Sans tambour ni trompette, Alain Juppé a annoncé lors du dernier conseil de Bordeaux Métropole, le 27 octobre dernier, que les loyers du parc de logements privés étant stables dans l’agglo depuis quelques années, le débat sur leur encadrement était clos. Nul ne s’imaginait vraiment le maire de Bordeaux emboiter le pas à Lille et Paris, a fortiori après les déconvenues judiciaires essuyées sur ce point par la mairie nordiste, et donner ainsi la possibilité aux locataires de contester le montant exigé par les propriétaires.
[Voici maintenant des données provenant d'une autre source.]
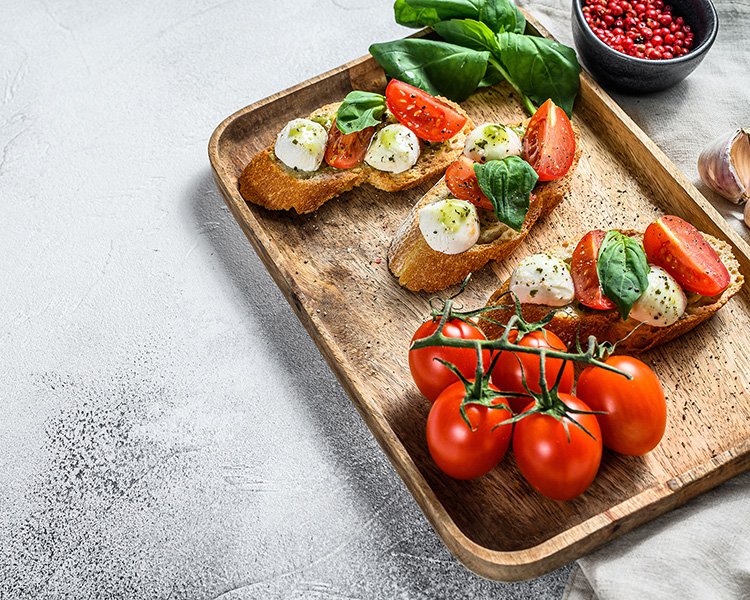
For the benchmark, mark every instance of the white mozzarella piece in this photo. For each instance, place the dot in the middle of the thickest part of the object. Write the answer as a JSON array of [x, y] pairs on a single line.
[[449, 226], [663, 302], [394, 148], [543, 279], [492, 141], [301, 145]]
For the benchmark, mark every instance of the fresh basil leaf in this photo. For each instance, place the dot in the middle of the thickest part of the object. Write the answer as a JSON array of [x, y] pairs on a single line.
[[499, 15], [438, 68], [408, 16], [623, 270], [520, 21], [491, 76], [469, 33], [360, 110], [541, 68], [508, 184]]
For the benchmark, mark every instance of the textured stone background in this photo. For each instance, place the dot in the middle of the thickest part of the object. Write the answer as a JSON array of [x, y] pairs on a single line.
[[169, 430]]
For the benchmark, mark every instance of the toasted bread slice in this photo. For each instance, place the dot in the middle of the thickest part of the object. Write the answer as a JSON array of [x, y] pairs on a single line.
[[270, 183], [419, 267], [607, 325]]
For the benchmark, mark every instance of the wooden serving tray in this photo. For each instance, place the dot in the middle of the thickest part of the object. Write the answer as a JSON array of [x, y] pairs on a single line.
[[332, 268]]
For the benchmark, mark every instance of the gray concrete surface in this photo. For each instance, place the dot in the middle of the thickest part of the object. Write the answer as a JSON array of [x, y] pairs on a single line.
[[169, 430]]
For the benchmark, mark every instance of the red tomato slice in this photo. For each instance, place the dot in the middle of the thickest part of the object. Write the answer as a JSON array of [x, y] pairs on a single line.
[[344, 151], [462, 182], [681, 250], [583, 271], [425, 115], [549, 144]]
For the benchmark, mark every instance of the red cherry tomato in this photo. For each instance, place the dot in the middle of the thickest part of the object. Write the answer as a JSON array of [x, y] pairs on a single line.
[[345, 151], [559, 469], [583, 271], [682, 251], [549, 144], [636, 410], [425, 115], [460, 451], [432, 377], [462, 182], [507, 372]]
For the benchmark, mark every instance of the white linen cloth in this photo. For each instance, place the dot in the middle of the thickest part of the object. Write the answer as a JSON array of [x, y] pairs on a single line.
[[701, 550]]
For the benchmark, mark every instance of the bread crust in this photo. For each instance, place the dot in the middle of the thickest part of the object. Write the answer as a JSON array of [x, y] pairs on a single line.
[[266, 181], [606, 325], [419, 267]]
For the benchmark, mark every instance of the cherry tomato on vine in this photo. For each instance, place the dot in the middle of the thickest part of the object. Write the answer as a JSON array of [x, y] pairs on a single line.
[[636, 410], [507, 372], [462, 182], [428, 117], [583, 271], [559, 469], [347, 150], [432, 377], [549, 144], [682, 251], [462, 452]]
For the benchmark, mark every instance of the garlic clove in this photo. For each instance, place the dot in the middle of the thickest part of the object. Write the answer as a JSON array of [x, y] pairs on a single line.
[[724, 165]]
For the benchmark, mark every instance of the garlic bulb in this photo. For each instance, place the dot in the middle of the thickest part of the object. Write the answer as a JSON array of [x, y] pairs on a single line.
[[724, 166]]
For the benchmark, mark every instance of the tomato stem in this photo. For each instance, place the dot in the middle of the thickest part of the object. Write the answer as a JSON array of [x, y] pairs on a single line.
[[527, 103]]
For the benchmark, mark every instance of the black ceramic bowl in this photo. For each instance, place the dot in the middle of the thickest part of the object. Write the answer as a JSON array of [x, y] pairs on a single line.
[[624, 73]]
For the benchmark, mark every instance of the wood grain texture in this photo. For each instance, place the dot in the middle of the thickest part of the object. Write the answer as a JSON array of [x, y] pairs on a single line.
[[331, 267]]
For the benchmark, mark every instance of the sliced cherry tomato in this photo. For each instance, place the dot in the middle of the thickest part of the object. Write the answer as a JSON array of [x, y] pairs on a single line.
[[583, 271], [462, 182], [507, 374], [558, 468], [425, 115], [636, 409], [682, 251], [431, 376], [345, 151], [460, 451], [549, 144]]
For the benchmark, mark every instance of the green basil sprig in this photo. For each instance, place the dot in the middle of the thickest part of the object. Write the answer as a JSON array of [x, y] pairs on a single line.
[[494, 30], [360, 110], [508, 184], [436, 67], [623, 270]]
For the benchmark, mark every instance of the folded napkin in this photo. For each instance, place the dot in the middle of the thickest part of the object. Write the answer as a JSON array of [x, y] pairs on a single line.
[[701, 550]]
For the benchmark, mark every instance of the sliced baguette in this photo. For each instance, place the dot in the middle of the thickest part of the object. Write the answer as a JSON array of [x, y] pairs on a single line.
[[606, 325], [270, 183], [419, 267]]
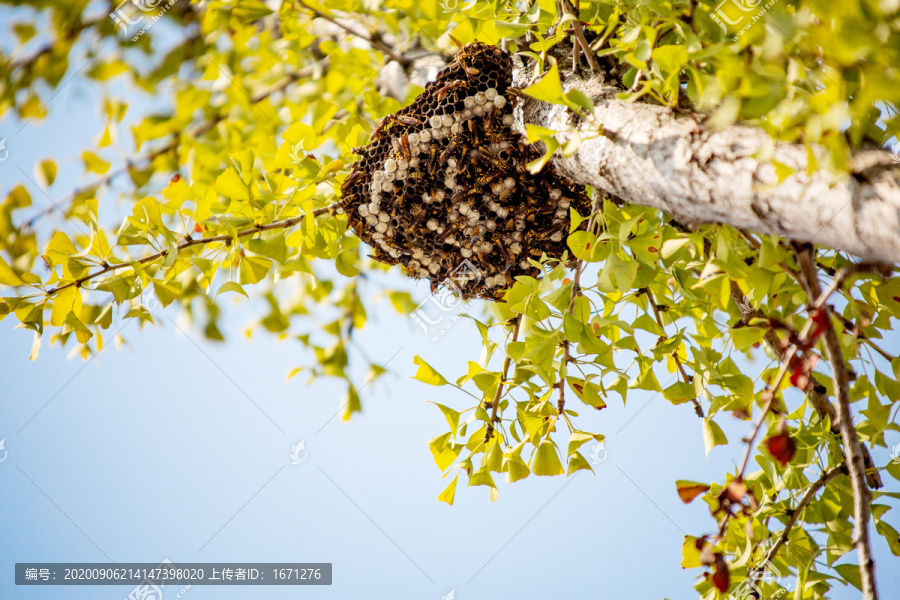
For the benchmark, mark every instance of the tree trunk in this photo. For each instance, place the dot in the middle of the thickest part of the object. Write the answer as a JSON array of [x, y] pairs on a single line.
[[655, 156]]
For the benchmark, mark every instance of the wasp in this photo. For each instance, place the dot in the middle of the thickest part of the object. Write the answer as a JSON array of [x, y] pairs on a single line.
[[484, 182], [432, 160], [408, 120], [507, 259], [383, 124], [352, 178], [482, 153], [455, 143], [450, 87], [418, 218], [448, 232], [469, 71], [388, 260], [400, 144]]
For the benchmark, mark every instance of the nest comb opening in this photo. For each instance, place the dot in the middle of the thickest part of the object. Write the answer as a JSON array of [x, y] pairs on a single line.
[[442, 187]]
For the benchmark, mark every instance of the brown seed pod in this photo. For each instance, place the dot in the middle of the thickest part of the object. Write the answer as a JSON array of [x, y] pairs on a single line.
[[444, 189]]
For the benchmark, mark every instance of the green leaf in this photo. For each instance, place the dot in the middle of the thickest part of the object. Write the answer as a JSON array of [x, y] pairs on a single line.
[[94, 163], [45, 172], [254, 268], [230, 185], [688, 490], [577, 98], [166, 292], [7, 275], [451, 415], [546, 460], [232, 286], [850, 573], [449, 492], [576, 463], [712, 435]]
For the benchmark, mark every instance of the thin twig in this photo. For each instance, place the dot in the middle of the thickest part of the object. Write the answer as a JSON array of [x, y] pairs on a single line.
[[376, 43], [684, 375], [795, 513], [283, 224], [495, 405], [579, 35], [862, 497]]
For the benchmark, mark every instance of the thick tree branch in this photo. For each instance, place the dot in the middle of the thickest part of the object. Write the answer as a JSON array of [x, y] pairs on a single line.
[[655, 156], [819, 400], [795, 513]]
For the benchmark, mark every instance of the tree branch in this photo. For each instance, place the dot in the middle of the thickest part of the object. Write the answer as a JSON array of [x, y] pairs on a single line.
[[795, 513], [654, 156], [495, 405], [862, 498]]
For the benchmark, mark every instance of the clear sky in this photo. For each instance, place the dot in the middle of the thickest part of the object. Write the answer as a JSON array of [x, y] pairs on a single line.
[[175, 447]]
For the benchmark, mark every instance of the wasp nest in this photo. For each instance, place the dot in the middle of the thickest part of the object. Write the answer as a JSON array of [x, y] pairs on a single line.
[[443, 183]]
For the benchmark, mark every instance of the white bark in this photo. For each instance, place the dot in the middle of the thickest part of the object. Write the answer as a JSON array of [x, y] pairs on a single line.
[[654, 156]]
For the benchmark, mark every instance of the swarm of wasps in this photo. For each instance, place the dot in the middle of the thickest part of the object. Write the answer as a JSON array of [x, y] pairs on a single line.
[[443, 189]]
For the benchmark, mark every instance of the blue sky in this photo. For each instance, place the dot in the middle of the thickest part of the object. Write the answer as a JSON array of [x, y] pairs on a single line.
[[175, 447]]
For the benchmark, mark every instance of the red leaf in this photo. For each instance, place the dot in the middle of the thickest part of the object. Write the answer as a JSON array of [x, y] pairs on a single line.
[[820, 321], [782, 446], [688, 490], [735, 492]]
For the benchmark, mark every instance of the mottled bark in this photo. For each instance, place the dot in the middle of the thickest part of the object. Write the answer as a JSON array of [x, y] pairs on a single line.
[[670, 159]]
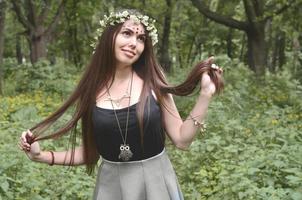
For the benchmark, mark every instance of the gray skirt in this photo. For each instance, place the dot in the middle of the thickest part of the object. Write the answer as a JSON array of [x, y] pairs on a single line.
[[150, 179]]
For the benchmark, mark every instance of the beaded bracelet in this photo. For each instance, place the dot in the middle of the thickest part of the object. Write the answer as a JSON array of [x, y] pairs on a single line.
[[52, 158], [198, 124]]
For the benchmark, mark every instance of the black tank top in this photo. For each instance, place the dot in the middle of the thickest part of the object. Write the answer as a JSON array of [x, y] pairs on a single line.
[[108, 138]]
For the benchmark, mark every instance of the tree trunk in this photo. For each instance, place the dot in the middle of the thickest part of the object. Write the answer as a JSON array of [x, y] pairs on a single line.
[[2, 24], [230, 43], [34, 23], [257, 49], [164, 53], [37, 43], [18, 49]]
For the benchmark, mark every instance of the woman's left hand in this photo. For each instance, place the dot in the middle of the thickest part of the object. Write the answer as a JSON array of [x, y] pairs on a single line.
[[207, 85]]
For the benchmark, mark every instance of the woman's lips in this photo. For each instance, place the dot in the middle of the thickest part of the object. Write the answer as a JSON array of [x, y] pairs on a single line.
[[129, 53]]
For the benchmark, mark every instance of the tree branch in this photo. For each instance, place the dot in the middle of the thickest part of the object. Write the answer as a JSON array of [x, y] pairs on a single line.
[[56, 18], [44, 12], [281, 10], [221, 19], [250, 12], [31, 12], [20, 17]]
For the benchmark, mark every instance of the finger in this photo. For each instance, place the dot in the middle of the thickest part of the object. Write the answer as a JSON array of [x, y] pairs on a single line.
[[25, 144], [29, 133], [23, 136], [210, 60]]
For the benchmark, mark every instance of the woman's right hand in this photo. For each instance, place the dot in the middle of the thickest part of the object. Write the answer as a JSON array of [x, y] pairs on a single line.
[[32, 150]]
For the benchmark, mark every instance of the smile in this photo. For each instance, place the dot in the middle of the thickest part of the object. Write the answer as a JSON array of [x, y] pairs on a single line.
[[129, 52]]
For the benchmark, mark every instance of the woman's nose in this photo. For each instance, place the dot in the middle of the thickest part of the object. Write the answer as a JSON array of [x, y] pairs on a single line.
[[133, 42]]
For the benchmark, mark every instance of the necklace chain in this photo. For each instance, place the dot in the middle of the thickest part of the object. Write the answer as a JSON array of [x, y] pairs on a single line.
[[125, 152]]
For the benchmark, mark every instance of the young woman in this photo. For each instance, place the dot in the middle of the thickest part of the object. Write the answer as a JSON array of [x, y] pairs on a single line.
[[126, 107]]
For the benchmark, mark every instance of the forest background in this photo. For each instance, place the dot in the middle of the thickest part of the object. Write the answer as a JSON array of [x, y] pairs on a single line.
[[252, 147]]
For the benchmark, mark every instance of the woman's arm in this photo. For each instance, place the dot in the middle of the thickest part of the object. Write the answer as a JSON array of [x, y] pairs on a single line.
[[62, 157], [57, 158], [182, 132]]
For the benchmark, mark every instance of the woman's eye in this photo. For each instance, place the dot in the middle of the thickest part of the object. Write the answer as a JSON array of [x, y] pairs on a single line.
[[142, 38], [126, 33]]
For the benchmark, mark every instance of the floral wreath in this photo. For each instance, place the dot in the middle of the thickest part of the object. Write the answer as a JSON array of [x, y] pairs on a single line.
[[121, 17]]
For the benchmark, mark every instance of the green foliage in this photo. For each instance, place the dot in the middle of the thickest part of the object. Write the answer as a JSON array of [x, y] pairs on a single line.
[[252, 148], [58, 78]]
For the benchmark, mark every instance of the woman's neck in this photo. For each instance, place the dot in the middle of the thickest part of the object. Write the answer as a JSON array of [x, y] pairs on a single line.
[[122, 73]]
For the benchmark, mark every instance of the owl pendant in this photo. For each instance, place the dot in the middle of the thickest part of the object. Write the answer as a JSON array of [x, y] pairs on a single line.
[[125, 152]]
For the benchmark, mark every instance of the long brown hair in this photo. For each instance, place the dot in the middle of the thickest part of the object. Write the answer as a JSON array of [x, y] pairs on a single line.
[[97, 74]]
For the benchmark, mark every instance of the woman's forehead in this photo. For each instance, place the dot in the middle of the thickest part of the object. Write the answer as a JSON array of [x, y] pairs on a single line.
[[134, 26]]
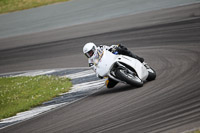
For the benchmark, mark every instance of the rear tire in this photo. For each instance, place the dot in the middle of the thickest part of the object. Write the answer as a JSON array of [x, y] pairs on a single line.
[[123, 75]]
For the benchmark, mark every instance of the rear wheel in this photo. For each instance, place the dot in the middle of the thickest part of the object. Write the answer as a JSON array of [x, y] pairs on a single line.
[[152, 74], [129, 78]]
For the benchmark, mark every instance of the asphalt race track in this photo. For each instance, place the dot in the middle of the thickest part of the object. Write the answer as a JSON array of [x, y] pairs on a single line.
[[169, 40]]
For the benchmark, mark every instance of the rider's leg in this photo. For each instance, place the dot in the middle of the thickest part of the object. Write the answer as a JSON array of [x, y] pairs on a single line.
[[123, 50], [110, 83]]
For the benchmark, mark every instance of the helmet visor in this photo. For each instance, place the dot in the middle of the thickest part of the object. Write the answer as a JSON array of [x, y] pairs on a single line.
[[90, 53]]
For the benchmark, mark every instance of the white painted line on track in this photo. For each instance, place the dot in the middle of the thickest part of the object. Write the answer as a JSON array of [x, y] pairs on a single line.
[[91, 86], [80, 74], [36, 73]]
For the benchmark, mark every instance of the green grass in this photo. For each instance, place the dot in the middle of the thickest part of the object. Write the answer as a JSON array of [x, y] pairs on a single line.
[[16, 5], [196, 131], [19, 94]]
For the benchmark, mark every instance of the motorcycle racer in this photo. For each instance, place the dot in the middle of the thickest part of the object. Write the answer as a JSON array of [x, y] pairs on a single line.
[[93, 52]]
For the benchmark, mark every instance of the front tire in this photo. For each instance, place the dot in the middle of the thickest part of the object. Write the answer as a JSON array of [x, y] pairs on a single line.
[[131, 79]]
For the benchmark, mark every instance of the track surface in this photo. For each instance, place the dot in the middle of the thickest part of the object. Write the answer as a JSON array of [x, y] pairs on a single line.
[[171, 103]]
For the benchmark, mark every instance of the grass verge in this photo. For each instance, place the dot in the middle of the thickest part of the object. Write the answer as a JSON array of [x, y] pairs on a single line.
[[16, 5], [19, 94]]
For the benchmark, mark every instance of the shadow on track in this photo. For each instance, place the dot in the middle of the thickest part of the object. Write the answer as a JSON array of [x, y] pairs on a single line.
[[116, 89]]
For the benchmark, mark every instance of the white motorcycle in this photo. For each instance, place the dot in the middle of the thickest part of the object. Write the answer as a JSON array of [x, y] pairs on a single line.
[[123, 68]]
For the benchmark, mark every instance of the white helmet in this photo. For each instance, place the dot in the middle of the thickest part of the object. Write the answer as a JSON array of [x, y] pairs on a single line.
[[89, 49]]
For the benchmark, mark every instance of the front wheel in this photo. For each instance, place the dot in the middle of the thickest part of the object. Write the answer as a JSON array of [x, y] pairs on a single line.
[[152, 74], [129, 78]]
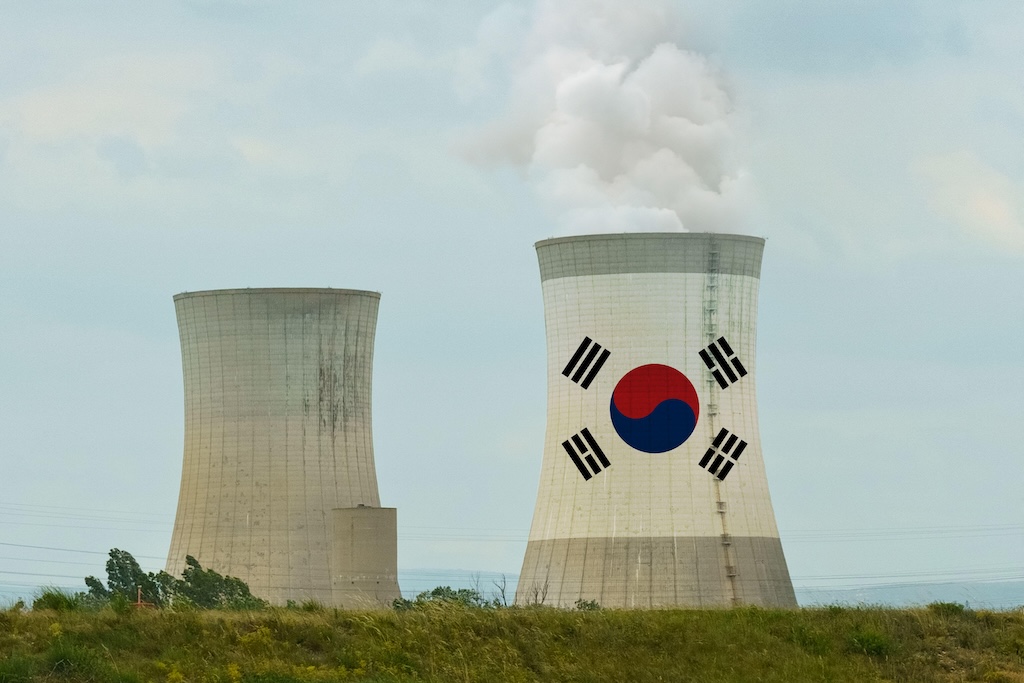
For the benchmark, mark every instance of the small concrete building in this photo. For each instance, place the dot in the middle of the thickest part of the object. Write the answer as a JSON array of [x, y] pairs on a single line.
[[652, 485], [279, 485]]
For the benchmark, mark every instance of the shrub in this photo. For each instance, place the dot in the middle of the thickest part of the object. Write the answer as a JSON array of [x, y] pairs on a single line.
[[463, 597], [946, 608], [58, 600], [870, 642]]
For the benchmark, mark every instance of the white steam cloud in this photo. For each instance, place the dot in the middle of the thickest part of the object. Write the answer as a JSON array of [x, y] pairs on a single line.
[[617, 126]]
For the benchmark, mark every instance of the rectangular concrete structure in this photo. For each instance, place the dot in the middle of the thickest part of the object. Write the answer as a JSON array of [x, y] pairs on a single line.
[[278, 432], [625, 515], [365, 565]]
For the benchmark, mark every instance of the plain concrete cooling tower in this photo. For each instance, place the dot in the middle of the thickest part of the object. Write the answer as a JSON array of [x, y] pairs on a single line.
[[278, 436], [652, 486]]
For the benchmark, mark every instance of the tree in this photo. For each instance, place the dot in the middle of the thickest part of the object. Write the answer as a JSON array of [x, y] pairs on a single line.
[[203, 588], [125, 578], [206, 588]]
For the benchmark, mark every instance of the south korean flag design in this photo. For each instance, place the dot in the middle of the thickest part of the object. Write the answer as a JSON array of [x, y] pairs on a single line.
[[653, 408]]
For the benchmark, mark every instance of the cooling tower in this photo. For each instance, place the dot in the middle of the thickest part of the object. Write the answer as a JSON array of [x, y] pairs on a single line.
[[278, 435], [652, 486]]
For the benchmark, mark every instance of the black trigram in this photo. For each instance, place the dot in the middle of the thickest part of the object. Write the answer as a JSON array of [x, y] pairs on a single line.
[[726, 450], [592, 349], [582, 447], [718, 357]]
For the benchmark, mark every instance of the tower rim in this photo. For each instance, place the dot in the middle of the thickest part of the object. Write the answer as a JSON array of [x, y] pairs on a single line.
[[278, 290], [609, 237]]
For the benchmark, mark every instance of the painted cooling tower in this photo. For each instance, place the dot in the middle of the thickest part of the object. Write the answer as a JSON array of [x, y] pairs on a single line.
[[652, 486], [278, 436]]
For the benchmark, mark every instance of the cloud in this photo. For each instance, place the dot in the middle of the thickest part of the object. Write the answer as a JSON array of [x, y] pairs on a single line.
[[617, 126], [985, 204]]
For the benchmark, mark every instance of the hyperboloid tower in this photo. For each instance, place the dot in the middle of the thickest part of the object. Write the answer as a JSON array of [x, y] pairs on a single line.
[[652, 486], [279, 486]]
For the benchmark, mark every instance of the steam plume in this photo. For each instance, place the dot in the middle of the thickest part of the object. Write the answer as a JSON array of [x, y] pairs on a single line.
[[617, 126]]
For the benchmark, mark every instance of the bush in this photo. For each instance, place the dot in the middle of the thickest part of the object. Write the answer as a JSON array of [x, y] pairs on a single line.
[[870, 642], [58, 600], [463, 597], [946, 608]]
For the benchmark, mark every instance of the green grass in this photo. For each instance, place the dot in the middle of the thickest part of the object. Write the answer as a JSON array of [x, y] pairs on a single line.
[[451, 643]]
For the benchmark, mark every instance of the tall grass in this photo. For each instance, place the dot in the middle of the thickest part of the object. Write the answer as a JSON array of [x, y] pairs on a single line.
[[444, 642]]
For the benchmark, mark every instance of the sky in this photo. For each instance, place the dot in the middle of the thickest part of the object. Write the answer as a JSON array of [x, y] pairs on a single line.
[[146, 151]]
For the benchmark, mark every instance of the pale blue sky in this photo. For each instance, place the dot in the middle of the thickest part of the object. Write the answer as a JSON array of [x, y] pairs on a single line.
[[148, 151]]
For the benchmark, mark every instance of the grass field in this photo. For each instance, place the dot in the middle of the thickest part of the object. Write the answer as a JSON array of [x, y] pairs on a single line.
[[440, 642]]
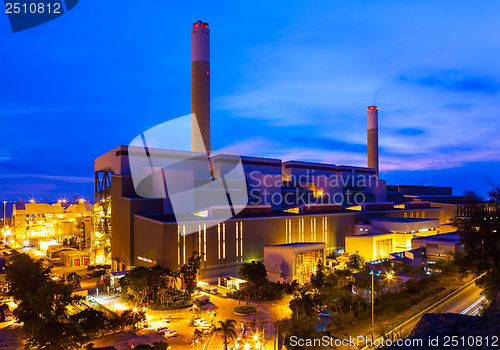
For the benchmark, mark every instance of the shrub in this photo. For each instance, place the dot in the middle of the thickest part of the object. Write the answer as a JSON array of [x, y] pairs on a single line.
[[245, 309]]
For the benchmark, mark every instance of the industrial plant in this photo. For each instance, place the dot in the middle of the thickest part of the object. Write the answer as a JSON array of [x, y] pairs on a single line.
[[317, 205]]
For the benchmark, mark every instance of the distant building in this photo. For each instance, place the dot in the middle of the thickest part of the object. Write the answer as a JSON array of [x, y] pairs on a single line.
[[286, 263], [439, 246], [41, 222]]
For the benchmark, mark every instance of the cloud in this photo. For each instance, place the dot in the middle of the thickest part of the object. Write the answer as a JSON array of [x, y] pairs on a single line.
[[69, 179], [411, 131], [455, 80]]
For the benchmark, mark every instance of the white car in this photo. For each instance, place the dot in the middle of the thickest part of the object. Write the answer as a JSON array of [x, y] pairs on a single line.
[[200, 322], [161, 329], [169, 333]]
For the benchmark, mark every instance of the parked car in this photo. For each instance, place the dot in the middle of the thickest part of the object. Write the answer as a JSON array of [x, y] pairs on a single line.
[[98, 273], [324, 313], [199, 322], [203, 299], [161, 329], [169, 333], [6, 312]]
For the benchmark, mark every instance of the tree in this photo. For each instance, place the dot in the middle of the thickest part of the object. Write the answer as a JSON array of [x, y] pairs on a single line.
[[89, 321], [356, 261], [254, 273], [303, 320], [480, 235], [190, 272], [318, 278], [42, 303], [160, 345], [227, 330], [73, 279]]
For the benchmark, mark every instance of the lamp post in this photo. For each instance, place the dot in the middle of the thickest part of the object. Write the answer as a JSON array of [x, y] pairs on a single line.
[[372, 273]]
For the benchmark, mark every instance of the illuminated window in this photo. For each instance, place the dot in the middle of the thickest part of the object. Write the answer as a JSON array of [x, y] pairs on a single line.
[[178, 245], [199, 238], [301, 225], [205, 242], [325, 230], [237, 241], [288, 230], [223, 240], [218, 241], [313, 229], [183, 244], [241, 240]]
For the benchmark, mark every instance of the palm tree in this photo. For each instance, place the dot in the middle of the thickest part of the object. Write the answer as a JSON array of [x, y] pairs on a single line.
[[227, 330]]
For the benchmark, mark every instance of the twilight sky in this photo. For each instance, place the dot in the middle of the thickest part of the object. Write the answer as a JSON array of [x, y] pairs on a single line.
[[290, 79]]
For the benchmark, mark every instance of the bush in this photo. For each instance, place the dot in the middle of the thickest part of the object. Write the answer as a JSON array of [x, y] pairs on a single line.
[[245, 309], [179, 305]]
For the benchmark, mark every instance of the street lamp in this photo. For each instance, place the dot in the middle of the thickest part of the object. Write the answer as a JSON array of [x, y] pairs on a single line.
[[372, 273]]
Il n’avait toutefois pas totalement fermé la porte à cette option, si l’Observatoire des loyers piloté par l’a’urba, l’agence d’urbanisme de l’agglomération bordelaise, démontrait un emballement des prix. Vice-président de la métropole en charge du logement, Jean Touzeau rappelait lui aussi récemment que s’il n’y avait guère de suspense sur la décision finale,  celle-ci restait suspendue au dernier rapport de l’observatoire.

Or selon ce document que Rue89 Bordeaux a pu consulter, le niveau moyen (hors charge) des loyers dans le parc privé de l’agglo bordelaise s’établit à 10,5 €/m² (soit un montant moyen de 642 € pour une superficie moyenne de 61 m²). Il est quasi identique à celui indiqué dans le rapport 2016 (640 € pour 61 m2), ce qui a justifié la décision prise par Bordeaux Métropole, un peu en loucedé : l’annonce officielle prévue début octobre par la métropole et la préfecture a finalement été écartée, étant donné le contexte politique un brin tendu sur le dossier du logement.

Attractive world

Le hic, c’est que sur le long terme, l’augmentation des loyers est significative. Dans son avant dernier rapport, en 2014, l’Observatoire évoquait ainsi un loyer moyen de 10,1 €/m², soit un coût de 618 € pour un 61m2, et donc une différence non négligeable de près de 300 euros par an. L’a’urba fait toutefois valoir qu’il ne faut pas comparer strictement les chiffres d’un rapport à l’autre, la méthodologie ayant changé deux fois depuis 2013.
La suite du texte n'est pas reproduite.